Philip Adams on Violence in Mad Max

Philip Adams on Violence in Mad Max

While reading Australian journalist Philip Adams’ despairing rage against cinema violence  – and he’s not wrong! –  I was reminded of the words of polymath David Goldman, commenting on the rise and rise of horror in films:

“If you do not believe in God, you will believe in anything, to misquote G.K. Chesterton; and, one might add, if you do not feel God’s presence, you will become desperate to feel anything at all. Terror and horror create at least some kind of feeling.
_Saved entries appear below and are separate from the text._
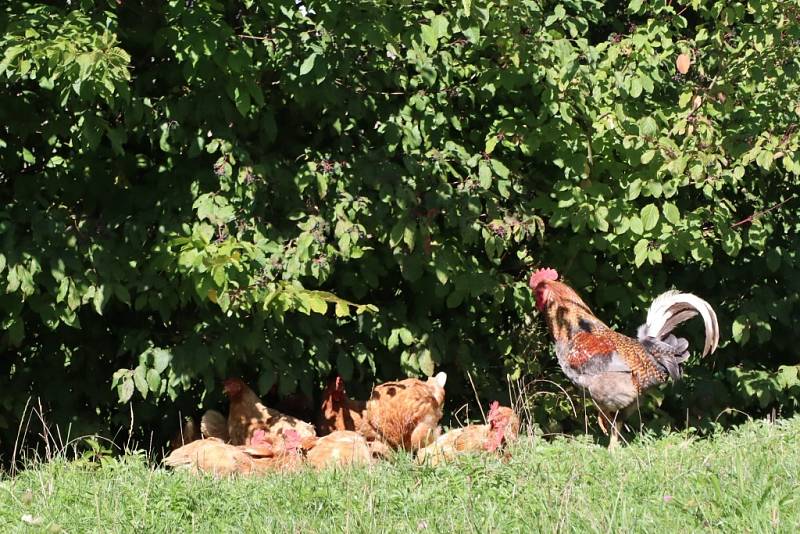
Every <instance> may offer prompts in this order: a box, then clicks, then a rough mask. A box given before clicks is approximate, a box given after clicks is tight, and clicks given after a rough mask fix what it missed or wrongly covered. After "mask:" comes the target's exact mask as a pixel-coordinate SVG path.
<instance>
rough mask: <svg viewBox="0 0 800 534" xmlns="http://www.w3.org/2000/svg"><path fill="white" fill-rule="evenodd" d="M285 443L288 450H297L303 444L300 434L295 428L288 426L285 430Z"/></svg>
mask: <svg viewBox="0 0 800 534" xmlns="http://www.w3.org/2000/svg"><path fill="white" fill-rule="evenodd" d="M283 443H284V446H285V447H286V449H287V450H290V451H292V450H297V449H299V448H300V445H301V444H302V440H301V439H300V434H298V433H297V430H295V429H293V428H287V429H286V430H284V431H283Z"/></svg>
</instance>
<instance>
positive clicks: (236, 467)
mask: <svg viewBox="0 0 800 534" xmlns="http://www.w3.org/2000/svg"><path fill="white" fill-rule="evenodd" d="M287 434H288V435H287V436H286V438H285V439H284V438H283V437H280V436H271V435H269V434H267V433H266V432H264V431H263V430H257V431H255V432H254V434H253V437H252V439H251V444H250V445H248V446H235V445H230V444H228V443H225V442H223V441H222V440H220V439H217V438H204V439H200V440H196V441H193V442H191V443H189V444H187V445H184V446H183V447H180V448H178V449H176V450H174V451H172V453H170V455H169V456H167V457H166V458H165V459H164V463H165V464H166V465H168V466H170V467H175V468H183V469H189V470H190V471H191V472H193V473H209V474H212V475H214V476H218V477H224V476H230V475H234V474H238V475H256V474H262V473H266V472H273V471H289V470H294V469H297V468H298V467H300V466H301V465H302V464H303V458H302V456H301V455H300V452H299V445H300V438H299V437H297V433H296V432H292V431H289V432H288V433H287Z"/></svg>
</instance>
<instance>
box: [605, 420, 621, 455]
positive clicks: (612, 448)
mask: <svg viewBox="0 0 800 534" xmlns="http://www.w3.org/2000/svg"><path fill="white" fill-rule="evenodd" d="M621 432H622V420H617V419H615V420H614V424H613V425H612V427H611V437H610V438H609V440H608V448H609V449H616V448H617V447H619V436H620V433H621Z"/></svg>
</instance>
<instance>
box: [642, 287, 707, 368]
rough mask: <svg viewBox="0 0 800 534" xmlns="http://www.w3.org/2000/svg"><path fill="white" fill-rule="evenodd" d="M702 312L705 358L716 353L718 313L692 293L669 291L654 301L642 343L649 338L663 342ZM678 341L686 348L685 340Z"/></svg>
mask: <svg viewBox="0 0 800 534" xmlns="http://www.w3.org/2000/svg"><path fill="white" fill-rule="evenodd" d="M698 313H699V314H700V317H702V319H703V323H704V325H705V334H706V339H705V345H704V347H703V356H705V355H706V354H709V353H710V352H714V351H715V350H717V345H718V344H719V323H718V322H717V314H716V313H715V312H714V309H713V308H712V307H711V305H710V304H709V303H708V302H706V301H705V300H703V299H701V298H700V297H698V296H696V295H692V294H691V293H681V292H679V291H667V292H666V293H662V294H661V295H659V296H658V297H657V298H656V299H655V300H654V301H653V303H652V304H651V305H650V309H649V310H648V312H647V322H645V324H643V325H642V326H640V327H639V330H638V337H639V341H644V340H645V339H647V338H653V339H657V340H659V341H660V340H663V339H664V338H666V337H667V336H668V335H669V334H670V333H671V332H672V330H674V329H675V328H676V327H677V326H678V325H679V324H681V323H683V322H684V321H687V320H689V319H691V318H692V317H694V316H695V315H697V314H698ZM675 341H676V343H680V345H682V343H681V341H682V340H678V339H676V340H675ZM670 344H671V343H670ZM677 348H678V347H676V349H677ZM680 352H682V351H680Z"/></svg>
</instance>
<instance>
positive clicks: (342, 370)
mask: <svg viewBox="0 0 800 534" xmlns="http://www.w3.org/2000/svg"><path fill="white" fill-rule="evenodd" d="M336 370H337V371H338V373H339V374H340V375H341V376H342V378H343V379H345V380H346V381H347V380H350V379H351V378H352V377H353V359H352V358H351V357H350V355H348V354H346V353H344V352H342V351H340V352H339V353H338V354H337V355H336Z"/></svg>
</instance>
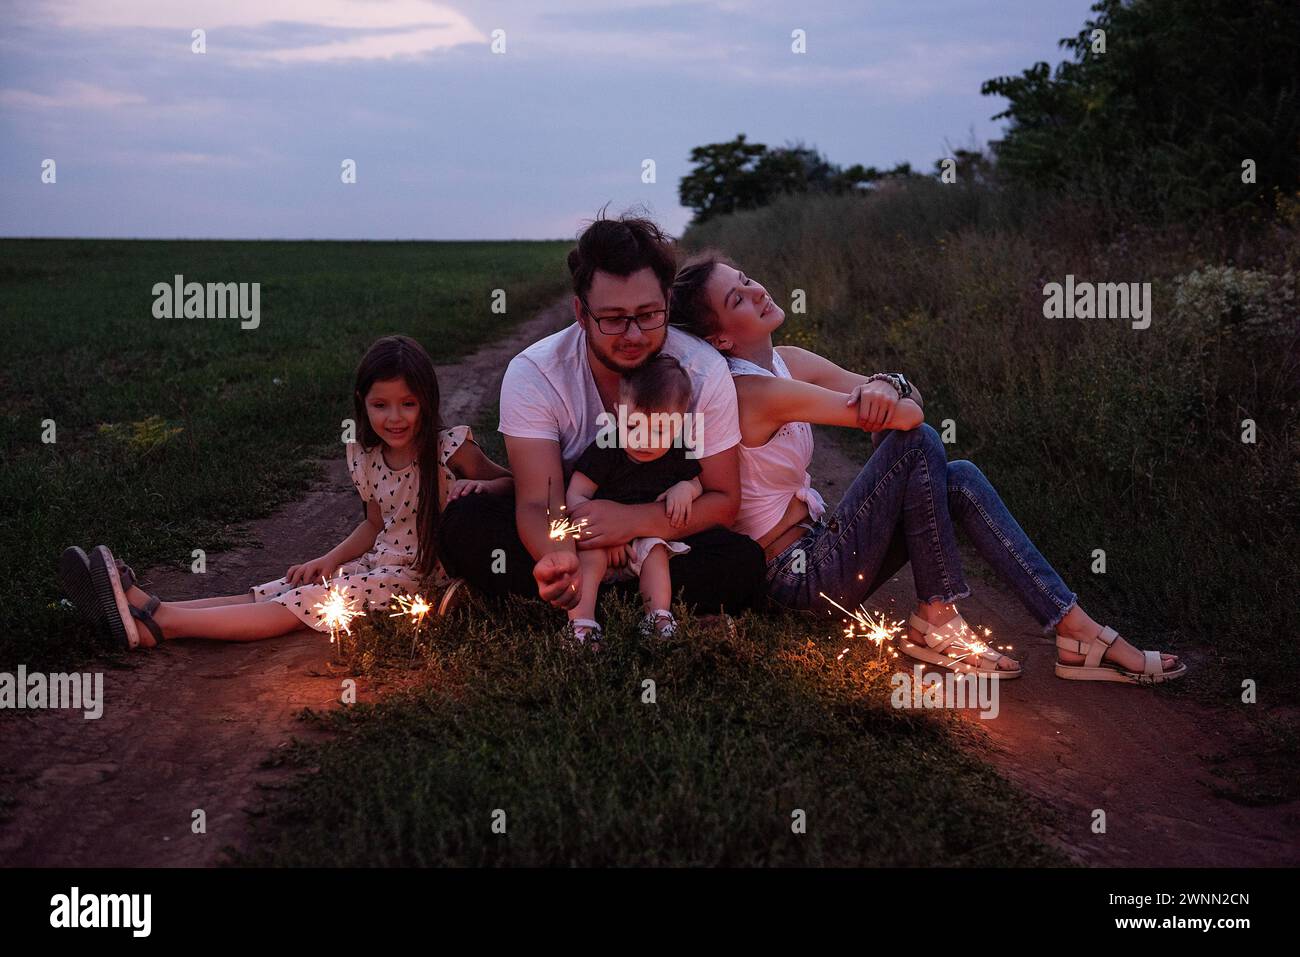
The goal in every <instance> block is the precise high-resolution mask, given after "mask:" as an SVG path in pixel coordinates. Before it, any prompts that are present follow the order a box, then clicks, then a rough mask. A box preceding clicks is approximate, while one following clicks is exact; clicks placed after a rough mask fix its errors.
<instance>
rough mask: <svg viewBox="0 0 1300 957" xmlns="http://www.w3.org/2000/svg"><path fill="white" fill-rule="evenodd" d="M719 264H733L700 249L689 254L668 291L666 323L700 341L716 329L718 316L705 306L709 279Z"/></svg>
mask: <svg viewBox="0 0 1300 957" xmlns="http://www.w3.org/2000/svg"><path fill="white" fill-rule="evenodd" d="M718 265H729V267H732V268H735V267H736V264H735V263H733V261H732V260H731V259H729V257H728V256H727V255H725V254H723V252H722V251H720V250H703V251H702V252H697V254H694V255H692V256H690V257H689V259H688V260H686V261H685V263H682V265H681V269H679V270H677V276H676V278H675V280H673V281H672V286H671V287H669V290H668V320H669V321H671V322H672V325H675V326H677V328H679V329H684V330H685V332H688V333H692V334H693V335H698V337H699V338H702V339H706V338H708V337H710V335H712V334H714V333H715V332H716V330H718V315H716V313H715V312H714V309H712V307H711V306H710V304H708V290H707V286H708V278H710V277H711V276H712V274H714V268H715V267H718Z"/></svg>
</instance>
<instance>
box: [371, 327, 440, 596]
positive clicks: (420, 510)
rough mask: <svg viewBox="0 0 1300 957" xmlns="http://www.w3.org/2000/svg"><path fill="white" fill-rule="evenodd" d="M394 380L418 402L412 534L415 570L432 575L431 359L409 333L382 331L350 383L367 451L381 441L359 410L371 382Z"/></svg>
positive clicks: (435, 429) (435, 503) (437, 379)
mask: <svg viewBox="0 0 1300 957" xmlns="http://www.w3.org/2000/svg"><path fill="white" fill-rule="evenodd" d="M394 378H400V380H404V381H406V384H407V389H409V390H411V393H412V394H413V395H415V397H416V399H417V400H419V402H420V423H419V425H417V428H416V434H415V447H416V462H417V463H419V464H420V507H419V511H417V512H416V536H419V542H417V551H416V558H415V567H416V571H419V572H420V575H421V576H426V575H432V573H433V568H434V564H435V563H437V560H438V544H437V529H438V475H439V471H441V469H439V465H438V433H439V432H441V430H442V408H441V398H439V394H438V374H437V373H435V372H434V369H433V359H430V358H429V354H428V352H425V351H424V346H421V345H420V343H419V342H416V341H415V339H412V338H411V337H409V335H385V337H382V338H378V339H376V341H374V343H373V345H372V346H370V347H369V348H368V350H365V355H363V356H361V361H360V363H357V365H356V382H355V386H354V390H352V404H354V407H355V410H356V424H357V428H359V429H360V443H361V447H363V449H365V450H367V451H369V450H370V449H373V447H374V446H376V445H378V443H380V442H382V441H383V439H381V438H380V437H378V434H377V433H376V432H374V429H373V428H370V416H369V415H368V413H367V411H365V395H367V394H368V393H369V391H370V386H372V385H374V384H376V382H386V381H389V380H394Z"/></svg>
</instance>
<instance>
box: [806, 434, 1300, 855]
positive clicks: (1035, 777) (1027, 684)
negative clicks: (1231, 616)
mask: <svg viewBox="0 0 1300 957" xmlns="http://www.w3.org/2000/svg"><path fill="white" fill-rule="evenodd" d="M832 434H833V433H828V432H827V430H826V429H818V437H816V446H815V447H816V454H815V455H814V460H813V469H811V472H813V475H814V476H815V477H816V485H818V489H819V490H820V492H822V494H823V495H824V497H826V499H827V502H828V503H829V505H831V507H833V506H835V503H836V502H839V501H840V498H841V497H842V495H844V493H845V490H846V489H848V486H849V484H852V481H853V479H854V476H857V473H858V471H859V468H861V464H862V463H859V462H855V460H850V459H849V458H848V456H846V455H845V454H842V452H841V451H840V450H839V449H837V447H836V446H835V443H833V441H832ZM965 554H967V553H965V551H963V557H965ZM971 554H972V553H971ZM975 560H976V559H974V558H971V560H970V562H967V564H974V563H975ZM969 577H971V583H970V584H971V588H972V590H974V593H975V594H974V596H972V598H970V599H967V601H965V602H962V614H963V615H965V616H966V618H967V619H969V620H970V622H972V623H979V624H983V625H988V627H989V628H992V629H993V633H995V635H997V636H998V638H1000V640H1002V641H1005V642H1009V644H1010V645H1011V646H1013V648H1014V649H1015V651H1014V654H1015V657H1017V658H1019V659H1021V661H1022V664H1023V667H1024V675H1023V676H1022V677H1019V679H1017V680H1015V681H1008V683H1006V684H1004V685H1002V690H1001V701H1000V714H998V716H997V718H995V719H991V720H980V719H979V718H976V716H974V714H971V718H970V720H971V723H972V724H976V726H979V727H982V728H983V731H985V732H987V735H988V741H989V750H988V757H989V759H991V761H992V762H993V763H995V765H996V766H997V768H998V770H1000V771H1001V772H1002V774H1005V775H1006V776H1008V778H1010V779H1011V780H1014V781H1015V783H1017V784H1019V785H1021V787H1022V788H1024V789H1026V791H1027V792H1028V793H1030V794H1032V796H1034V797H1036V798H1040V800H1041V801H1043V804H1044V805H1047V807H1048V809H1049V811H1050V813H1053V817H1054V818H1056V824H1054V827H1053V836H1054V837H1056V840H1057V841H1058V844H1060V845H1061V846H1062V848H1063V849H1065V850H1066V852H1067V853H1069V854H1070V856H1071V857H1074V858H1075V859H1076V861H1079V862H1080V863H1087V865H1108V866H1130V867H1158V866H1193V867H1196V866H1281V865H1296V863H1300V841H1297V839H1296V836H1295V835H1296V823H1297V822H1300V807H1297V806H1296V804H1295V802H1292V804H1288V805H1275V806H1268V807H1249V806H1244V805H1242V804H1236V802H1234V801H1230V800H1227V798H1225V797H1219V796H1217V794H1216V793H1214V792H1213V791H1212V788H1210V787H1209V784H1210V781H1212V778H1210V772H1209V767H1208V763H1206V758H1208V757H1209V755H1212V754H1218V753H1232V752H1234V750H1235V745H1239V744H1240V742H1242V741H1243V740H1248V739H1249V735H1248V732H1247V731H1245V728H1244V723H1243V719H1240V718H1235V716H1234V715H1231V714H1229V713H1226V711H1222V710H1212V709H1209V707H1205V706H1204V705H1199V703H1197V702H1193V701H1186V700H1174V698H1171V697H1169V696H1166V694H1161V693H1158V692H1154V690H1153V689H1145V688H1134V687H1131V685H1119V684H1109V683H1093V681H1063V680H1061V679H1058V677H1057V676H1056V675H1054V674H1053V671H1052V664H1053V662H1054V661H1056V648H1054V644H1053V641H1052V640H1050V638H1048V637H1044V636H1043V635H1041V629H1040V628H1039V625H1037V623H1036V622H1035V620H1034V619H1032V618H1031V616H1030V615H1028V612H1026V611H1024V609H1023V607H1022V606H1021V605H1019V602H1018V601H1017V599H1015V598H1013V597H1011V596H1010V593H1008V592H1006V590H1005V589H1002V588H1001V586H1000V585H991V584H985V583H982V581H979V580H976V579H975V576H969ZM914 602H915V592H914V590H913V581H911V570H910V568H906V567H905V568H904V570H902V571H901V572H900V575H898V576H897V577H894V579H893V580H892V581H891V583H888V584H887V585H885V586H884V588H881V589H880V590H879V592H878V593H876V594H875V596H874V597H872V598H871V601H870V602H868V607H875V609H888V610H889V611H891V614H892V616H893V618H898V619H901V618H904V616H905V614H906V611H907V610H910V609H911V607H913V605H914ZM1115 624H1117V627H1119V628H1121V632H1123V628H1122V624H1123V623H1115ZM900 661H907V659H900ZM910 666H911V662H909V664H907V667H910ZM1191 666H1192V667H1195V661H1191ZM1190 677H1191V675H1188V676H1187V677H1184V679H1183V680H1188V679H1190ZM969 714H970V713H969ZM1095 809H1101V810H1104V811H1105V814H1106V832H1105V833H1093V832H1092V820H1093V810H1095Z"/></svg>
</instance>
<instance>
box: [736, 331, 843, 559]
mask: <svg viewBox="0 0 1300 957" xmlns="http://www.w3.org/2000/svg"><path fill="white" fill-rule="evenodd" d="M727 365H728V368H729V369H731V373H732V376H774V373H772V372H768V371H767V369H764V368H763V367H762V365H757V364H755V363H751V361H749V360H748V359H735V358H732V356H727ZM772 368H774V369H776V372H775V377H780V378H793V376H790V371H789V369H788V368H785V361H784V360H783V359H781V355H780V352H776V351H775V350H774V351H772ZM737 447H738V449H740V514H738V515H737V516H736V523H735V524H733V525H732V529H733V531H736V532H740V533H741V534H748V536H749V537H750V538H762V537H763V536H764V534H767V533H768V532H771V531H772V528H775V527H776V523H777V521H780V520H781V516H783V515H785V510H787V508H788V507H789V505H790V499H792V498H797V499H800V501H801V502H803V503H805V505H807V507H809V518H811V519H813V520H814V521H816V520H818V519H819V518H822V515H823V514H824V512H826V501H824V499H823V498H822V495H820V494H818V490H816V489H814V488H813V477H811V476H810V475H809V465H810V464H811V463H813V426H811V425H809V424H807V423H785V425H783V426H781V428H779V429H777V430H776V432H775V433H774V434H772V437H771V438H770V439H767V442H764V443H763V445H759V446H753V447H751V446H748V445H745V443H744V442H741V443H740V445H738V446H737Z"/></svg>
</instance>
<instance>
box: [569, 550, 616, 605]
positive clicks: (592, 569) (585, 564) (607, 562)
mask: <svg viewBox="0 0 1300 957" xmlns="http://www.w3.org/2000/svg"><path fill="white" fill-rule="evenodd" d="M577 563H578V568H580V577H581V581H582V585H581V586H582V597H581V598H578V601H577V605H575V606H573V607H572V609H569V612H568V614H569V622H576V620H577V619H580V618H585V619H588V620H589V622H594V620H595V599H597V596H598V593H599V590H601V579H603V577H604V571H606V568H607V567H608V564H610V557H608V554H607V553H606V551H604V549H588V550H585V551H578V553H577Z"/></svg>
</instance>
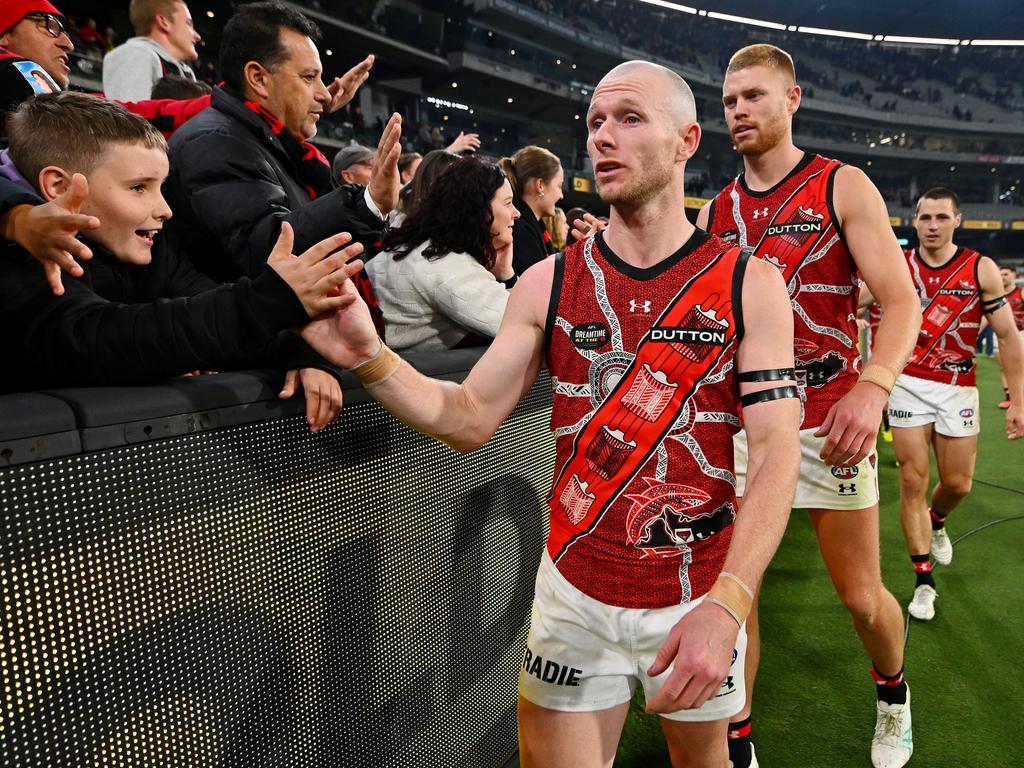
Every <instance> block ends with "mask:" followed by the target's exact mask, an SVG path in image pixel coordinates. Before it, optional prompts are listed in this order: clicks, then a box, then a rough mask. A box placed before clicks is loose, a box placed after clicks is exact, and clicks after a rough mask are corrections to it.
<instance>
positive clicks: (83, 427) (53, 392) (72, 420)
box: [0, 347, 485, 468]
mask: <svg viewBox="0 0 1024 768" xmlns="http://www.w3.org/2000/svg"><path fill="white" fill-rule="evenodd" d="M484 349H485V348H482V347H481V348H476V349H453V350H447V351H443V352H419V353H411V354H407V355H402V356H403V357H404V358H406V359H407V360H409V362H410V364H411V365H412V366H413V367H414V368H416V369H417V370H418V371H420V372H422V373H424V374H426V375H427V376H433V377H436V378H440V379H446V380H450V381H461V380H462V379H464V378H465V376H466V374H467V373H468V372H469V371H470V369H472V367H473V365H474V364H475V362H476V361H477V360H478V359H479V358H480V355H481V354H482V353H483V351H484ZM282 381H283V377H282V374H281V373H280V372H274V371H237V372H231V373H223V374H209V375H206V376H198V377H182V378H178V379H171V380H169V381H167V382H166V383H164V384H155V385H150V386H138V387H134V386H133V387H81V388H75V389H52V390H47V391H45V392H24V393H22V392H19V393H16V394H6V395H0V468H2V467H9V466H14V465H18V464H29V463H32V462H36V461H42V460H44V459H54V458H57V457H61V456H72V455H74V454H81V453H89V452H91V451H102V450H105V449H112V447H117V446H120V445H128V444H131V443H137V442H146V441H150V440H159V439H163V438H165V437H172V436H174V435H180V434H187V433H190V432H200V431H204V430H209V429H221V428H223V427H230V426H234V425H239V424H248V423H251V422H255V421H265V420H268V419H274V418H279V417H282V416H290V415H292V414H299V413H302V412H303V411H304V409H305V402H304V399H303V397H302V394H301V393H299V394H297V395H295V396H294V397H292V398H291V399H289V400H281V399H278V392H280V391H281V386H282ZM342 390H343V393H344V398H345V404H355V403H357V402H365V401H367V400H369V399H370V394H369V393H368V392H367V391H366V390H365V389H362V386H361V384H360V383H359V381H358V379H356V378H355V377H354V376H352V375H351V374H348V373H345V374H344V375H343V378H342Z"/></svg>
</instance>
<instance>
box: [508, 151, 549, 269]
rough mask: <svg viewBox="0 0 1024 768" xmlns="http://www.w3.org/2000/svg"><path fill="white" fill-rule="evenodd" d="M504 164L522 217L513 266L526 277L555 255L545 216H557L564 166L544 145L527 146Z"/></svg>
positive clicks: (515, 202) (516, 231)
After pornography has jaded the capacity to feel pleasure, what remains is the capacity to feel fear and pain.”

It’s an irony that Adams defended pornography for decades, lest he grant any concessions to ‘enfrenzied’ ‘sex-hating churches’, which he detests.  The man who states “you’ll never convince me that the pornographies of violence don’t normalise and encourage real violence – whilst dulling our sensibilities” has himself partnered with the normalisation of sexual abuse through his campaigns against censorship of pornography.

And even more ironic is that Adams seemingly cannot imagine that a link exists between society’s abandonment of faith in God – a process he has steadfastly promoted – and the ever-onwards advance of pornography, violence and horror in entertainment.